When the Soviet Union started, it consisted not just of only Russians, but other ethnicities as well. This can be seen where:                                                        The newly born Soviet Union was, at best, a loose federation of diverse nationalities and ethnic minorities. Non-Russians comprised more than half the Soviet population and strongly identified with their own cultures. Obviously, the social and political   ‘upbringing’ of future Soviet generations could not be entrusted to the family and other traditional institutions (Gist, pg. 118).                                                                                                                                                        The Soviet Union wanted to make sure the youth supported the government seeing as how they were the next generation. Thus, the Soviet Union controlled the time and energy of the youth in closely supervised activities. The goal was to create a group ready for mobilization for the military or other national priorities (Gist, pg. 118). While it does seem wise to train a generation in order to strengthen them, it seems like the Soviet Union is robbing them of their childhood. Instead of playing with their friends and being kids, the youth of the Soviet Union are being taught how to be a proper Soviet Union.

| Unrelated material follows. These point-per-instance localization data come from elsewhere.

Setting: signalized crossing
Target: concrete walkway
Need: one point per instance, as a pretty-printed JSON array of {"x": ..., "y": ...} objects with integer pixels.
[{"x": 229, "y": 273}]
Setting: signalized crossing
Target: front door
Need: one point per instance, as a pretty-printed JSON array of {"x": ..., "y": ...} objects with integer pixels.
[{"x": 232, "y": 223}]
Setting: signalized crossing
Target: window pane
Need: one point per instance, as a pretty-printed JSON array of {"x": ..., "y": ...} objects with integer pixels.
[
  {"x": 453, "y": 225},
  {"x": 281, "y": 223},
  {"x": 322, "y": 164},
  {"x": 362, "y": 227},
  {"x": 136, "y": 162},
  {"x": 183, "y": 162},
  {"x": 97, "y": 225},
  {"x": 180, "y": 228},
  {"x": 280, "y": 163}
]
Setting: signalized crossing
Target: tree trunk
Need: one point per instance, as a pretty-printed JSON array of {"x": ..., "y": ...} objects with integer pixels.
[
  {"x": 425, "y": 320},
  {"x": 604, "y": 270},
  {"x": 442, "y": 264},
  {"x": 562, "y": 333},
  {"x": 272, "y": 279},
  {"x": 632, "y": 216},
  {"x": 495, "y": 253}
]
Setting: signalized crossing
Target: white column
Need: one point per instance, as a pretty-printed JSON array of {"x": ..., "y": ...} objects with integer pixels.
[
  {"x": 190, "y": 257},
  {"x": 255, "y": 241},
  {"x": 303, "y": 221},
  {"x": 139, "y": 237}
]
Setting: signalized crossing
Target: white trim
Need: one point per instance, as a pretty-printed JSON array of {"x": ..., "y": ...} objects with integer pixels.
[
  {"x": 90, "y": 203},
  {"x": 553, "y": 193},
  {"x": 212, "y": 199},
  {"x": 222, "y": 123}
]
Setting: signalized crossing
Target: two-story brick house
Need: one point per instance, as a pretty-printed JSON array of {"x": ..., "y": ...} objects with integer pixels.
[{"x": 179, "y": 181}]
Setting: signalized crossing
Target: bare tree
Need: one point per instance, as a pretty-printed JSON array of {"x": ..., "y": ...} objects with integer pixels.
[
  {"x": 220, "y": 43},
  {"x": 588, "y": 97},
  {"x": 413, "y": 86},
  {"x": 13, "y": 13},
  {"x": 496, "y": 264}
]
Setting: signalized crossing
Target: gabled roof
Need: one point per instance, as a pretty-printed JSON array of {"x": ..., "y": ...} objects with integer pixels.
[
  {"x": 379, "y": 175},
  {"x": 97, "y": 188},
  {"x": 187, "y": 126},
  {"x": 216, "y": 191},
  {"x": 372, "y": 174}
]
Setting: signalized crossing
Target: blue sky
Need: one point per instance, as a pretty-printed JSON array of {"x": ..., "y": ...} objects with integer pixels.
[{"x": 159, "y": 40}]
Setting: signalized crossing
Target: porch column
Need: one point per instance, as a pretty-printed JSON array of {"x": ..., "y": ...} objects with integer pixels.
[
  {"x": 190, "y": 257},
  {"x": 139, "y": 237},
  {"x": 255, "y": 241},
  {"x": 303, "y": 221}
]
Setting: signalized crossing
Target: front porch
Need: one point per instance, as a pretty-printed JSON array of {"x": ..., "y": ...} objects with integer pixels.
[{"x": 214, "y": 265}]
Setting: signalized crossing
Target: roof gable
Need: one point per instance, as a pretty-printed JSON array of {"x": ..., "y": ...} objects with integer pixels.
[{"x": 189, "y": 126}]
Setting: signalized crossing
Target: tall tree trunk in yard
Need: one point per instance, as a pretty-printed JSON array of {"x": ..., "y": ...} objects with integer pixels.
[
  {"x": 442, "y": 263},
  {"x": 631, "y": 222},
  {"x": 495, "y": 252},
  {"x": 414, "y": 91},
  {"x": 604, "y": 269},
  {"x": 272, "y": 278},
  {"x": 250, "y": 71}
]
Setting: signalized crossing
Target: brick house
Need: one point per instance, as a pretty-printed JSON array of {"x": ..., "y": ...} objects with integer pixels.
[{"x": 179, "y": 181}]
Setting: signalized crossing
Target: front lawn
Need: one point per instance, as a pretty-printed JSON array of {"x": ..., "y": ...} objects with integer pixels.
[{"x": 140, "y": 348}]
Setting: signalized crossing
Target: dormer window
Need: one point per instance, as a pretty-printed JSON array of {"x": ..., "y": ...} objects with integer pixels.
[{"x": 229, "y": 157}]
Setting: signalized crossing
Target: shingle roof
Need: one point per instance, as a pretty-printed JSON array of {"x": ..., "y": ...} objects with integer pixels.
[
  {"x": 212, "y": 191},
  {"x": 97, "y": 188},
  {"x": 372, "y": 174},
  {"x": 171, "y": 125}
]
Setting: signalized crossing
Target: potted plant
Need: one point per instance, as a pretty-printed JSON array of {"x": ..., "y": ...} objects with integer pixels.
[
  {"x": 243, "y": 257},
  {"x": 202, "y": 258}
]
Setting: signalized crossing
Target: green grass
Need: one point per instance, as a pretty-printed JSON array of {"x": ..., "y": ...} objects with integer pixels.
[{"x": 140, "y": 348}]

Following the First World War, the Soviet Union wanted to make sure its citizens were strong and ready for another war. In order to do that, sports and physical education was stressed and encouraged among the citizens. Along with that, the Soviet Union wanted to be internationally recognized and one way to do that was to excel in international sport competitions such as the Olympics. Doing that would make the Soviet Union equal or better than other competing nations and show off socialism. Finally, the Soviet Union wanted to have more control over the youth. Controlling the youth would decrease the chance of rebellion and make sure the next generation was strong and secure.


Gist, David M. “THE MILITARIZATION OF SOVIET YOUTH.” Naval War College Review,          vol. 30, no. 1, 1977, pp. 115–133. JSTOR, www.jstor.org/stable/44641793. Accessed 6             Apr. 2020.

Keys, Barbara. “Soviet Sport and Transnational Mass Culture in the 1930s.” Journal of      Contemporary History, vol. 38, no. 3, 2003, pp. 413–434. JSTOR,        www.jstor.org/stable/3180645. Accessed 6 Apr. 2020.